More and more athletes are realising that a low FODMAP diet can help manage their symptoms, allowing them to focus on their performance rather than their unpredictable gut. A recent case-study[6] implemented a short-term, low-FODMAP dietary intervention to help a male athlete manage his GI symptoms during running. His habitual diet was compared to a 6-day, low-FODMAP diet while keeping his training similar in both conditions. The athlete’s GI symptoms were recorded immediately post-exercise and at the end of each day. His Daily Analysis of Life Demands for Athletes (DALDA) scores were also recorded. The DALDA is a self-reported and validated questionnaire that measures an athlete’s response to stress related to daily life and training. On a scale from 0 to 9, the athlete’s post-exercise and daily GI symptoms scores ranged from 0 to 4 during his habitual diet. In contrast, during the low-FODMAP diet, his scores were all 0. The athlete’s DALDA scores also showed improvement during the low-FODMAP diet condition. Although more research, specifically randomised-controlled trials, is clearly needed to examine the effectiveness of a low-FODMAP diet in managing GI distress symptoms in athletes, this does not discount the n=1 effectiveness of a short-term, low-FODMAP diet as each athlete’s nutritional situation is unique and should be treated as such.

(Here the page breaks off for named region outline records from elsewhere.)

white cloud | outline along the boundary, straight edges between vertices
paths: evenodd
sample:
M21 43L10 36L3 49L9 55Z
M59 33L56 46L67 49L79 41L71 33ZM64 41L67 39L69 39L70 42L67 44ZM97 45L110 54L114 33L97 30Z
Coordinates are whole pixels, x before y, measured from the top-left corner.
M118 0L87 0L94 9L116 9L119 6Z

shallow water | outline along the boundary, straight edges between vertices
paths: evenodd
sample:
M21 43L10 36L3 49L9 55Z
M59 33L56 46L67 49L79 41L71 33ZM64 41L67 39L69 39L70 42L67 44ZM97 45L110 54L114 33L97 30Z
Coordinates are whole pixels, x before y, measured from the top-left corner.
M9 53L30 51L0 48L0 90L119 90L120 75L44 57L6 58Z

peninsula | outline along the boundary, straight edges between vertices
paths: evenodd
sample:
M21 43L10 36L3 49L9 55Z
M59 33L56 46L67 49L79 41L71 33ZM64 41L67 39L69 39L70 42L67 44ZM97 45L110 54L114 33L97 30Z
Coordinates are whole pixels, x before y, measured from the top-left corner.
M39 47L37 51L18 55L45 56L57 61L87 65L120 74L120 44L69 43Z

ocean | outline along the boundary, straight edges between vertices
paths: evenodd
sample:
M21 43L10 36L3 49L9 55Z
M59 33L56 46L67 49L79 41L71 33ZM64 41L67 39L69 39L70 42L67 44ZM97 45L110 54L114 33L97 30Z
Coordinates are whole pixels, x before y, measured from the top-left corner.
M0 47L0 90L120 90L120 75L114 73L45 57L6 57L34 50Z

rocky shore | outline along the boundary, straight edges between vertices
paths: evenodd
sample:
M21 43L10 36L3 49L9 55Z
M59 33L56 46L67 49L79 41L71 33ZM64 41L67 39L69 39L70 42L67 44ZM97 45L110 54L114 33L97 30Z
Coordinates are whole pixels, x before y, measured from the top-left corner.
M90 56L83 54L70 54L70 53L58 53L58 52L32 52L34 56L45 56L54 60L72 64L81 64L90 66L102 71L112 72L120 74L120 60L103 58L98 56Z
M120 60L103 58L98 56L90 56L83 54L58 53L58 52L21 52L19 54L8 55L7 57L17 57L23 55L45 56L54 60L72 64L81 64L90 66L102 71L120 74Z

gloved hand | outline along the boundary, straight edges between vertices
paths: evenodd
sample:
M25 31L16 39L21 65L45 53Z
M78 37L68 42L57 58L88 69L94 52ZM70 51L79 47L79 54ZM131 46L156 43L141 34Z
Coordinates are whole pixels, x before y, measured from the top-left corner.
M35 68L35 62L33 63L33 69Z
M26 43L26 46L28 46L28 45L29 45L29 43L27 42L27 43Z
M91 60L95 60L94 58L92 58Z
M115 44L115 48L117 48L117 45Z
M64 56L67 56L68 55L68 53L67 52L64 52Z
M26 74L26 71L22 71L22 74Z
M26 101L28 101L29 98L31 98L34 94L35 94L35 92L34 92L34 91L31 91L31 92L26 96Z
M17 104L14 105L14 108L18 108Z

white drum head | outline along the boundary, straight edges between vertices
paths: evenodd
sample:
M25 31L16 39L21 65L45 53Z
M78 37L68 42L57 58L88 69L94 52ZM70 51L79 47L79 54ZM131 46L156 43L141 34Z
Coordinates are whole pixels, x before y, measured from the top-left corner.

Another thing to remember is that the gut is an adaptable organ, therefore practising nutritional strategies during training is not only key to determining what may work best for an athlete but it can also enhance gut function and improve its tolerance to certain foods. A calm gut means a happy athlete!

  1. de Oliveira, E. P., Burini, R. C., Jeukendrup, A. 2014. Gastrointestinal complaints during exercise: prevalence, etiology, and nutritional recommendations. Sports Med. 2014; 44 Suppl 1: S79-85.

  2. Stuempfle KJ, Hoffman MD, Hew-Butler T. Gastrointestinal distress in ultramarathoners is associated with race diet. Int J Sport Nutr Exerc Metab. 2013; 23:103–109.

  3. Pfeiffer B, Stellingwerff T, Hodgson AB, et al. Nutritional intake and gastrointestinal problems during competitive endurance events. Med Sci Sports Exerc. 2012; 44:344–351.

  4. The Low FODMAPS Diet <https://www.sportsdietitians.com.au/factsheets/diets-intolerances/the-low-fodmaps-diet/> [Accessed 14 July 2016].

  5. Rehrer NJ, van Kemenade M, Meester W, et al. Gastrointestinal complaints in relation to dietary intake in triathletes. Int J Sport Nutr. 1992; 2:48–59.

  6. Lis, DM, Ahuja, KD, Stellingwerf, T, Kitic, CM, Fell, J. Case Study: Utilising a Low FODMAP Diet to Combat Exercise-Induced Gastrointestinal Symptoms. Int J Sport Nutr Exerc Metab. 2016 [Epub ahead of print].